= Colorado Division of Forestry =

State agency of Colorado, United States

The Colorado Division of Forestry (DOF) was a result of the Colorado General Assembly's House Bill number 00-1460 of 2000. This Division monitors the health of all forests in Colorado, including national and private forests. DOF focuses on forest health, both grow and its maintenance; instead of the revenue generated from forest activities.

By state statute, DOF is headed by the State Forester, under the auspices from the Forestry Advisory Board, and staffed by the Colorado State Forest Service (CSFS), a program of Colorado State University.

==Mission==
The state of Colorado values healthy, resilient forest landscapes and is willing to invest state funds in the stewardship of these resources.

==Forestry Advisory Board==
The Forestry Advisory Board is made up of seven members that are appointed by Governor to represent agricultural, environmental, private landownership, and timber industry interests.
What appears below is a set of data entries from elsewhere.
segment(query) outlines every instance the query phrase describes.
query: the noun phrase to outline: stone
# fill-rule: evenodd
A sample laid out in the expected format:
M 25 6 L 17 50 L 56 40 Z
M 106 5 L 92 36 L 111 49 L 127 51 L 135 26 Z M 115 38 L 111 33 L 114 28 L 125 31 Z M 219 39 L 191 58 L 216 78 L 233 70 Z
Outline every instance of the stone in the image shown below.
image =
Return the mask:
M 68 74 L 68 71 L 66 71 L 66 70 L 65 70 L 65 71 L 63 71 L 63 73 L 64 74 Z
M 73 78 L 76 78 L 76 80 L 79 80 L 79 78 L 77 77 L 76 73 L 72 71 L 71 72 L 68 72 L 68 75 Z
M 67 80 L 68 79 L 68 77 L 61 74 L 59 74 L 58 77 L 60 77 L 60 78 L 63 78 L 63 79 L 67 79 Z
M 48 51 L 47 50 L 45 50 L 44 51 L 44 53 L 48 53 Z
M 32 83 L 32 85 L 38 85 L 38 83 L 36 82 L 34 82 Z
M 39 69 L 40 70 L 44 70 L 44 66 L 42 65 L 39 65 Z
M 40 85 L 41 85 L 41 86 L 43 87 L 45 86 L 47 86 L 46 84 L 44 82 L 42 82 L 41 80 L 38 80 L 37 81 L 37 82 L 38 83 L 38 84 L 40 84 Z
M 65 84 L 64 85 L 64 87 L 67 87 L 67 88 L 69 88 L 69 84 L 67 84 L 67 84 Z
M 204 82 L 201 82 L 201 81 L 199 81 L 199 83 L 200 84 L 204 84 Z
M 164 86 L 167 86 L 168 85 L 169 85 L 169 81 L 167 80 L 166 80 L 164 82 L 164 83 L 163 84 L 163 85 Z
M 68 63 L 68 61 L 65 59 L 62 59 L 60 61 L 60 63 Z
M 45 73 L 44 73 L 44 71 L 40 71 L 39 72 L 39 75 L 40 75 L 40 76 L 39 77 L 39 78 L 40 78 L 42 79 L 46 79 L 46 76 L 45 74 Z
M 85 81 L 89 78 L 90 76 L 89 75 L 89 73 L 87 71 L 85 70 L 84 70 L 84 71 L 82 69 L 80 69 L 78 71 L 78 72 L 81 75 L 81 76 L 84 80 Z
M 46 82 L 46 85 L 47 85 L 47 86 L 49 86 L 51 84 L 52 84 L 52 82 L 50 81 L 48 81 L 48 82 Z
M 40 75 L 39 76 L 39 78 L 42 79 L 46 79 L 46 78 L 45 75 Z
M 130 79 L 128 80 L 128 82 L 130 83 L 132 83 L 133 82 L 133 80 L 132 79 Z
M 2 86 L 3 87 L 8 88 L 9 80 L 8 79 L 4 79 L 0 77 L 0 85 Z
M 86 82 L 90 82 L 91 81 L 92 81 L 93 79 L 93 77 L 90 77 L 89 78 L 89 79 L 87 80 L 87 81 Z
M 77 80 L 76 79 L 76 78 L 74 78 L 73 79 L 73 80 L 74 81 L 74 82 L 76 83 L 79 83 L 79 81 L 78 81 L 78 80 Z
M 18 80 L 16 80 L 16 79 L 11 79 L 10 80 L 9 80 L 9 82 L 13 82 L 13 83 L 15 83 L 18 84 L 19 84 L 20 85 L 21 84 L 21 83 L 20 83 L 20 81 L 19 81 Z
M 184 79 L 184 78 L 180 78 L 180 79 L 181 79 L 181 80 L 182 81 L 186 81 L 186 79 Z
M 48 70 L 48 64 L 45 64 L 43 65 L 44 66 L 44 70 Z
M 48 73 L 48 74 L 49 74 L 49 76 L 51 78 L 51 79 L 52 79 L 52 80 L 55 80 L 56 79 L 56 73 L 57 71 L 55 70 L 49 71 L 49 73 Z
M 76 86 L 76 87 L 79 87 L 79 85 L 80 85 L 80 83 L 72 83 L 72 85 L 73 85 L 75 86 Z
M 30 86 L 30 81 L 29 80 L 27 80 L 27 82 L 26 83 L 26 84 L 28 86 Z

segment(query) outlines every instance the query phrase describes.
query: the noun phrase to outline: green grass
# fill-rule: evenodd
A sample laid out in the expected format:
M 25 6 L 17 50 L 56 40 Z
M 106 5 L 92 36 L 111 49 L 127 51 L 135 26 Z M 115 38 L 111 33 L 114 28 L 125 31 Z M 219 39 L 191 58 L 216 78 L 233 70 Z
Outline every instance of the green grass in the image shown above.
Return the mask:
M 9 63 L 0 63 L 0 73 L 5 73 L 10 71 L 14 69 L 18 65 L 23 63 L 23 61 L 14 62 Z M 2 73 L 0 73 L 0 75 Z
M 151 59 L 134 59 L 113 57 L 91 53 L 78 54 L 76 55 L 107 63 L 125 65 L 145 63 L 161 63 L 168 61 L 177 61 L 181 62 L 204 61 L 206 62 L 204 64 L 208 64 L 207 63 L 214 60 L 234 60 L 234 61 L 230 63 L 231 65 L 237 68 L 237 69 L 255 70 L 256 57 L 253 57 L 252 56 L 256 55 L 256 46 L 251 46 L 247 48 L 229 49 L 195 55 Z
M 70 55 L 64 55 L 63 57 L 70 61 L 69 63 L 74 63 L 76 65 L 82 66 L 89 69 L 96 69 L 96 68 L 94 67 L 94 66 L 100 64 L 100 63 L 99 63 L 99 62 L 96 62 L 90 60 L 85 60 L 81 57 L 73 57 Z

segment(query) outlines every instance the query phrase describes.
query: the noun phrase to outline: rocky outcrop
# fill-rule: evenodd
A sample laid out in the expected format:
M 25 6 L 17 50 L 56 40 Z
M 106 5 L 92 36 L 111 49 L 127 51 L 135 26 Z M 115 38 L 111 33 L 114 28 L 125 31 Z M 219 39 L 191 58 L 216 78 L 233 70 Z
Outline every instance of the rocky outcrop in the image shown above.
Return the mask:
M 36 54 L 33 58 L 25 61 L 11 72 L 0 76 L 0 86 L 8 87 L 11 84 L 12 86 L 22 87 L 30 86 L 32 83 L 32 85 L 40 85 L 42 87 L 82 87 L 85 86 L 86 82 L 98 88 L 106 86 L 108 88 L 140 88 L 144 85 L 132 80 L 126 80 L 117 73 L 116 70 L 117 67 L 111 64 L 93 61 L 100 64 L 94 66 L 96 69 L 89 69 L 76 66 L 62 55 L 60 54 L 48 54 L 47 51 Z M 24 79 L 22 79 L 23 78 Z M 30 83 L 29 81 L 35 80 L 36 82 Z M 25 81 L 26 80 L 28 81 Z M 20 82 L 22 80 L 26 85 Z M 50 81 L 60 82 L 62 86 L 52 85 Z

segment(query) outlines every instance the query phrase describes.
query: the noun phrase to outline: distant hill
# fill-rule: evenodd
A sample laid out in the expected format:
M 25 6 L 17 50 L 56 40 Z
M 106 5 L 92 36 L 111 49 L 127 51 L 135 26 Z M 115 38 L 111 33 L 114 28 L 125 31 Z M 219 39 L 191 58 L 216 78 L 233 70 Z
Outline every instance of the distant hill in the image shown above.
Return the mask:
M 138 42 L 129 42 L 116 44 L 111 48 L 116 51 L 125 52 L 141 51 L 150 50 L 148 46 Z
This Board held its initial meeting on November 19, 2001. The Board’s agenda was discuss and review of the first annual Report on the Condition of Colorado’s Forests. This report, required by act, provided an overview of Colorado’s forested landscape, summarized existing areas and issues of concerns. It also created the beginning of a public dialogue regarding the future of the state’s forest resources.

==Colorado State Forest Service==
The mission of the Colorado State Forest Service is to achieve stewardship of Colorado's diverse forest environments for the benefit of present and future generations.